| Type: | Package | 
| Title: | Creates Ideal Data for Generalized Linear Models | 
| Version: | 1.0.0 | 
| Author: | Greg McMahan | 
| Maintainer: | Greg McMahan <gmcmacran@gmail.com> | 
| Description: | Creates ideal data for all distributions in the generalized linear model framework. | 
| License: | GPL-3 | 
| Encoding: | UTF-8 | 
| Imports: | assertthat, stats, stringr, dplyr, statmod, magrittr, MASS, tweedie, ggplot2, cplm | 
| RoxygenNote: | 7.2.3 | 
| Suggests: | testthat (≥ 3.0.0), knitr, rmarkdown, covr | 
| VignetteBuilder: | knitr | 
| Config/testthat/edition: | 3 | 
| NeedsCompilation: | no | 
| Packaged: | 2023-12-01 04:16:34 UTC; gmcma | 
| Repository: | CRAN | 
| Date/Publication: | 2023-12-01 10:50:04 UTC | 
GlmSimulatoR: Creates Ideal Data for Generalized Linear Models
Description
Creates ideal data for all distributions in the generalized linear model framework.
Pipe operator
Description
See magrittr::%>% for details.
Usage
lhs %>% rhs
Create ideal data for a generalized linear model.
Description
Create ideal data for a generalized linear model.
Usage
simulate_gaussian(
  N = 10000,
  link = "identity",
  weights = 1:3,
  x_range = 1,
  unrelated = 0,
  ancillary = 1
)
simulate_binomial(
  N = 10000,
  link = "logit",
  weights = c(0.1, 0.2),
  x_range = 1,
  unrelated = 0
)
simulate_gamma(
  N = 10000,
  link = "inverse",
  weights = 1:3,
  x_range = 1,
  unrelated = 0,
  ancillary = 0.05
)
simulate_poisson(
  N = 10000,
  link = "log",
  weights = c(0.5, 1),
  x_range = 1,
  unrelated = 0
)
simulate_inverse_gaussian(
  N = 10000,
  link = "1/mu^2",
  weights = 1:3,
  x_range = 1,
  unrelated = 0,
  ancillary = 0.3333
)
simulate_negative_binomial(
  N = 10000,
  link = "log",
  weights = c(0.5, 1),
  x_range = 1,
  unrelated = 0,
  ancillary = 1
)
simulate_tweedie(
  N = 10000,
  link = "log",
  weights = 0.02,
  x_range = 1,
  unrelated = 0,
  ancillary = 1.15
)
Arguments
| N | Sample size. (Default: 10000) | 
| link | Link function. See  | 
| weights | Betas in glm model. | 
| x_range | range of x variables. | 
| unrelated | Number of unrelated features to return. (Default: 0) | 
| ancillary | Ancillary parameter for continuous families and negative binomial. See details. | 
Details
For many families, it is possible to pick weights that cause inverse link(X * weights) to be mathematically invalid. For example, the log link for binomial regression defines P(Y=1) as exp(X * weights) which can be above one. If this happens, the function will error with a helpful message.
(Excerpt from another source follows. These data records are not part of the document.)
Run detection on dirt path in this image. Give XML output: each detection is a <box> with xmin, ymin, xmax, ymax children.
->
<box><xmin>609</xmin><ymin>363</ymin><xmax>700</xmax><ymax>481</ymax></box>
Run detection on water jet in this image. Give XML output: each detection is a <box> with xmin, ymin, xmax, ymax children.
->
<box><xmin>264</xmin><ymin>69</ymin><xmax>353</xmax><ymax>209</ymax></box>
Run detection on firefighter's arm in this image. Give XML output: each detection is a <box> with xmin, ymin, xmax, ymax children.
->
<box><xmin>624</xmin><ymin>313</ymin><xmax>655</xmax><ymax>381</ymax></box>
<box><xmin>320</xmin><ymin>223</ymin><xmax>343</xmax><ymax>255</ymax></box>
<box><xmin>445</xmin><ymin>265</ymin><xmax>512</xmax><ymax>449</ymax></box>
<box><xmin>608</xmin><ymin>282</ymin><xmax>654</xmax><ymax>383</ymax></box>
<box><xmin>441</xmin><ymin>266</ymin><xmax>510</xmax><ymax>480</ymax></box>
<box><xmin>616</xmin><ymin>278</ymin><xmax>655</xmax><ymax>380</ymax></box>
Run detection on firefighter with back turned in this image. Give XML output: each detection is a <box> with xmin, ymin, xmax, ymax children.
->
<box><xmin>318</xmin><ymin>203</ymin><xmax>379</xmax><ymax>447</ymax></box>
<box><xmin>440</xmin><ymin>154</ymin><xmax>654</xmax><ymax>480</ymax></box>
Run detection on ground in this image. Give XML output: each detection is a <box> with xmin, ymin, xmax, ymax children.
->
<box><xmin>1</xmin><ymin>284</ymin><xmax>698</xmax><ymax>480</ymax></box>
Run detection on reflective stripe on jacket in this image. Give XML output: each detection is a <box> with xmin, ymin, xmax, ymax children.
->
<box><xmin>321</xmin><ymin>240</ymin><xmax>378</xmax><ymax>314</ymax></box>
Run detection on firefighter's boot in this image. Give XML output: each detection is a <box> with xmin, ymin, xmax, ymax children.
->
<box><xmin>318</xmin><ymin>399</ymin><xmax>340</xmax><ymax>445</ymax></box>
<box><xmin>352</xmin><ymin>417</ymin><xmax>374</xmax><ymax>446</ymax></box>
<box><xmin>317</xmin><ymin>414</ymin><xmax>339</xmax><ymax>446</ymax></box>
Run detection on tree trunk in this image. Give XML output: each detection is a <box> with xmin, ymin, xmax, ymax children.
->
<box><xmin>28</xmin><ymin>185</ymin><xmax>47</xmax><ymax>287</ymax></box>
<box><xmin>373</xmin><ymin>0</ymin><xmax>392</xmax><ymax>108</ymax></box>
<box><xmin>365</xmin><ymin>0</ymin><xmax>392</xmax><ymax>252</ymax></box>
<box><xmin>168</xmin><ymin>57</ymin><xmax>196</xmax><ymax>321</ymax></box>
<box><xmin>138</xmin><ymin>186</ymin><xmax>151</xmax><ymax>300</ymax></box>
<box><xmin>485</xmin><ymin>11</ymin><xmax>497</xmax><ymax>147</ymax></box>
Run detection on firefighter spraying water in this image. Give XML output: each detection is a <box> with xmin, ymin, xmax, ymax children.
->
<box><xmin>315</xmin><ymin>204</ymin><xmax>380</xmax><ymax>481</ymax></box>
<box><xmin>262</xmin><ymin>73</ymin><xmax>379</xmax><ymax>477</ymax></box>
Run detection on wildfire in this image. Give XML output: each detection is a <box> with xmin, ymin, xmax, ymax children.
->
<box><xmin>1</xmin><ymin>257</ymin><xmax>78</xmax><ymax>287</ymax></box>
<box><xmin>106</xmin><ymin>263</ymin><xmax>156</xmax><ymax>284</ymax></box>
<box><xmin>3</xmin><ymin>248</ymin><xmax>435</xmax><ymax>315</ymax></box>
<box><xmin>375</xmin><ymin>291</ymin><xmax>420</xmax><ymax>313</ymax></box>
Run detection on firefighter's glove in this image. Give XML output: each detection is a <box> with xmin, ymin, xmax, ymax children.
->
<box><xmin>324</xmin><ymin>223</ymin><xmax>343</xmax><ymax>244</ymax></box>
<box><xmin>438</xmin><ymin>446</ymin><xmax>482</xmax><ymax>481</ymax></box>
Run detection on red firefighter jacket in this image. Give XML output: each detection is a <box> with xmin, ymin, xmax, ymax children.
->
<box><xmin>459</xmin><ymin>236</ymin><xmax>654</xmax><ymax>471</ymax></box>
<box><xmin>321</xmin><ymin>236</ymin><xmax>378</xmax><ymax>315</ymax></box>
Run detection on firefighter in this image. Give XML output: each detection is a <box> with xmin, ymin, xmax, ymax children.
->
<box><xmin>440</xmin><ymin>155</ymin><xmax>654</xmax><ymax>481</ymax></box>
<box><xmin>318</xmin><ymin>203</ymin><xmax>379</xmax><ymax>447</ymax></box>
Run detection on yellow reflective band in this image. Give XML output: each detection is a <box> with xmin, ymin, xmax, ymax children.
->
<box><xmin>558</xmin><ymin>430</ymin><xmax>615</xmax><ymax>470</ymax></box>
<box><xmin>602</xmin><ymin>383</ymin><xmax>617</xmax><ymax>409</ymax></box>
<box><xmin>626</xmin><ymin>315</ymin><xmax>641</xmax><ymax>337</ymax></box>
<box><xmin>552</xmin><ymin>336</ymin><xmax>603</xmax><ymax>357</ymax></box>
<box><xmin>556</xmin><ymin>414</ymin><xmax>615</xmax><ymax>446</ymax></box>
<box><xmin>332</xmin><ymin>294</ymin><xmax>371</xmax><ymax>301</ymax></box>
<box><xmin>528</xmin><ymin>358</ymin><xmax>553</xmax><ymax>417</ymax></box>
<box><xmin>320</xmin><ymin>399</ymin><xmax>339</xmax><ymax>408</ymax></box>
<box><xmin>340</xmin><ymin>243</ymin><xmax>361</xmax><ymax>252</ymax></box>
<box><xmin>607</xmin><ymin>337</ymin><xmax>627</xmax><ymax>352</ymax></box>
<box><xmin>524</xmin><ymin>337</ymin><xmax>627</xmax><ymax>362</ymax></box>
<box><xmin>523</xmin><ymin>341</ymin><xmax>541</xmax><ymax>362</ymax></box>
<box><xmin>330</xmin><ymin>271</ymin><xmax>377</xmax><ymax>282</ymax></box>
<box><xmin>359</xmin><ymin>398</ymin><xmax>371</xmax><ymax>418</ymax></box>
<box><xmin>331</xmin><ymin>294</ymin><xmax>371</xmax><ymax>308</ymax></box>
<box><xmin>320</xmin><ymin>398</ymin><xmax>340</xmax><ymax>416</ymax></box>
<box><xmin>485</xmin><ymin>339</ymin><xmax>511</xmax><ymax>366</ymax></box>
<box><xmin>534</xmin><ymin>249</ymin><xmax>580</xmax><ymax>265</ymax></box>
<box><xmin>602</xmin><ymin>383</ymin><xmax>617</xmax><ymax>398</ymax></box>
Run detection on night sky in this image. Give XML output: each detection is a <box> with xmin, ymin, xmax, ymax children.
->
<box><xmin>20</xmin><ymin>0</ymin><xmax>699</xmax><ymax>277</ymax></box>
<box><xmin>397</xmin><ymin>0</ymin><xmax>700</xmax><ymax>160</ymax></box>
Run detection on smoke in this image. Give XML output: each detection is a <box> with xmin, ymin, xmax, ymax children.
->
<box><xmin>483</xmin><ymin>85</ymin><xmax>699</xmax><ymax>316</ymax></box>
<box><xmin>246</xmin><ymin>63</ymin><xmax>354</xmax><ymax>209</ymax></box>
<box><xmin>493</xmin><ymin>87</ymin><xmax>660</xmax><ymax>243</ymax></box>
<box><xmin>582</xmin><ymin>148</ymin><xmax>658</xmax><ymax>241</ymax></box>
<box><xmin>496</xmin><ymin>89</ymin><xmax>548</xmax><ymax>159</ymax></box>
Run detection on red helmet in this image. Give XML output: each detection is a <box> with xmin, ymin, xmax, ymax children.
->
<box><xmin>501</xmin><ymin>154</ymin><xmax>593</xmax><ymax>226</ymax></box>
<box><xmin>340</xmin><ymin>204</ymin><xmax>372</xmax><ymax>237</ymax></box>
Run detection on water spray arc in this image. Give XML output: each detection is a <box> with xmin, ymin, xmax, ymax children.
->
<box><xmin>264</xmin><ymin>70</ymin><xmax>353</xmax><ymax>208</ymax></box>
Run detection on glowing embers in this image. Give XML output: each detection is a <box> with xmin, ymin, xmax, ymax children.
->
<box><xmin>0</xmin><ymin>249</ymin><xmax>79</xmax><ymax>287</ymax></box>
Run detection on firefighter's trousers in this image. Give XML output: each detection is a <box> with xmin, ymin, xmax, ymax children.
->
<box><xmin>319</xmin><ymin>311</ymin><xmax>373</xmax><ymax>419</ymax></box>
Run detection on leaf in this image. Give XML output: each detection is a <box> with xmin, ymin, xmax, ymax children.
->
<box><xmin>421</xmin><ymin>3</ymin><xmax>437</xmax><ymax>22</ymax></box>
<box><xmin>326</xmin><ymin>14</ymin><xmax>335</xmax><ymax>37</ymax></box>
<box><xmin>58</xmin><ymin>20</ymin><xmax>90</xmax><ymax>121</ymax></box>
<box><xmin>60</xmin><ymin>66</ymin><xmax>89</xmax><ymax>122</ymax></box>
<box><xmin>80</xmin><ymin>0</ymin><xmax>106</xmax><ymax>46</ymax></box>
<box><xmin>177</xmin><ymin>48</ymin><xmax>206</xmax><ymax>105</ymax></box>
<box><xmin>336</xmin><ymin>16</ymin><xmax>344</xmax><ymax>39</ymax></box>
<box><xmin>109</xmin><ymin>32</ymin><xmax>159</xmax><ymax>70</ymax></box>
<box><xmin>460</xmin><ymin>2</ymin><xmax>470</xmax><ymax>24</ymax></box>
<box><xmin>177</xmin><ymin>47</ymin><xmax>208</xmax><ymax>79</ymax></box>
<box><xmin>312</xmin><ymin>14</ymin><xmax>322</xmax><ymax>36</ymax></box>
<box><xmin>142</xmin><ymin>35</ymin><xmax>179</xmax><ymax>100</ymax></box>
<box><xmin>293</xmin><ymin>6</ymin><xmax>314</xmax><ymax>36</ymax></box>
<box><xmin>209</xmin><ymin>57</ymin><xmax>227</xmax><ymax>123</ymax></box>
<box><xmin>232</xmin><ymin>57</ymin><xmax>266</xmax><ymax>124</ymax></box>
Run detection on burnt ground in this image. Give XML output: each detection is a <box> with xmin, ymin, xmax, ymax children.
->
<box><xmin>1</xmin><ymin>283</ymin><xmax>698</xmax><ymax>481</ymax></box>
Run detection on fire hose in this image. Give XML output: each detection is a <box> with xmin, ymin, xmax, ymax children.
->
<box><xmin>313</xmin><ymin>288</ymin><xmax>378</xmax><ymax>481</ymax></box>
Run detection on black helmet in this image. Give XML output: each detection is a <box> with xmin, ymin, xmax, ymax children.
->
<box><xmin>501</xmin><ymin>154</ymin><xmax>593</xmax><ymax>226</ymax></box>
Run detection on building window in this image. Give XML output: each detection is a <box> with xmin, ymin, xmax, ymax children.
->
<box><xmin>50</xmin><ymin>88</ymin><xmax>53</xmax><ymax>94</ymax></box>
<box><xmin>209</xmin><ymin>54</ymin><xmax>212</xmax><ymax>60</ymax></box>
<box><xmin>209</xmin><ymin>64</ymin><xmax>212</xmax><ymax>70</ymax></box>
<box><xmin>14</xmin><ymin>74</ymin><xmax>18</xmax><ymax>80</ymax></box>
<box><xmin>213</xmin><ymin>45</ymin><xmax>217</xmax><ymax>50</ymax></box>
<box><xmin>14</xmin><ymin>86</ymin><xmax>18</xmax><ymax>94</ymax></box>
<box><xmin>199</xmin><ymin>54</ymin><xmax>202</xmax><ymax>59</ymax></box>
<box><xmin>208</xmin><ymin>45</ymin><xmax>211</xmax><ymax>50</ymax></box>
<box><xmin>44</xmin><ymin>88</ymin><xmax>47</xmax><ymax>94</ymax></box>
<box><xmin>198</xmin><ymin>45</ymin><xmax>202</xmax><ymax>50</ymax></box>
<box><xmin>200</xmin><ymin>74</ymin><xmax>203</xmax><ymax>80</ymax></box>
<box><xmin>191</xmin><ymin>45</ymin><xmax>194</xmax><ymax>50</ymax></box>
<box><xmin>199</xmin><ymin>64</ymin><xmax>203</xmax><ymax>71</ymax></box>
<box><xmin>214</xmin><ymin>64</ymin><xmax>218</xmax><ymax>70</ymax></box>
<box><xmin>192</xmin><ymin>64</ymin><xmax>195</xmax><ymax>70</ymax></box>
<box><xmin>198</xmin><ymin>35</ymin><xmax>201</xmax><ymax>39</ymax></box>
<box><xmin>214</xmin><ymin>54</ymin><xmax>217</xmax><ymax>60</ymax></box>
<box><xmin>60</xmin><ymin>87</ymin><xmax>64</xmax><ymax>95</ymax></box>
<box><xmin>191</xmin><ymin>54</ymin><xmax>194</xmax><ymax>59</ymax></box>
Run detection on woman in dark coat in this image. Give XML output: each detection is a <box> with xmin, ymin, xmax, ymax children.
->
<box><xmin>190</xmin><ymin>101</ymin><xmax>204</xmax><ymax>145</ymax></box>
The intercept in the underlying link(Y) = X * weights + intercept is always max(weights). In simulate_gaussian(link = "inverse", weights = 1:3), the model is (1/Y) = 1*X1 + 2*X2 + 3*X3 + 3.
links
- gaussian: identity, log, inverse 
- binomial: logit, probit, cauchit, loglog, cloglog, log, logc, identity 
- gamma: inverse, identity, log 
- poisson: log, identity, sqrt 
- inverse gaussian: 1/mu^2, inverse, identity, log 
- negative binomial: log, identity, sqrt 
- tweedie: log, identity, sqrt, inverse 
The default link is the first link listed for each family.
ancillary parameter
- gaussian: standard deviation 
- binomial: N/A 
- gamma: scale parameter 
- poisson: N/A 
- inverse gaussian: dispersion parameter 
- negative binomial: theta. 
- tweedie: rho 
Value
A tibble with a response variable and predictors.
Examples
library(GlmSimulatoR)
library(ggplot2)
library(MASS)
# Do glm and lm estimate the same weights? Yes
set.seed(1)
simdata <- simulate_gaussian()
linear_model <- lm(Y ~ X1 + X2 + X3, data = simdata)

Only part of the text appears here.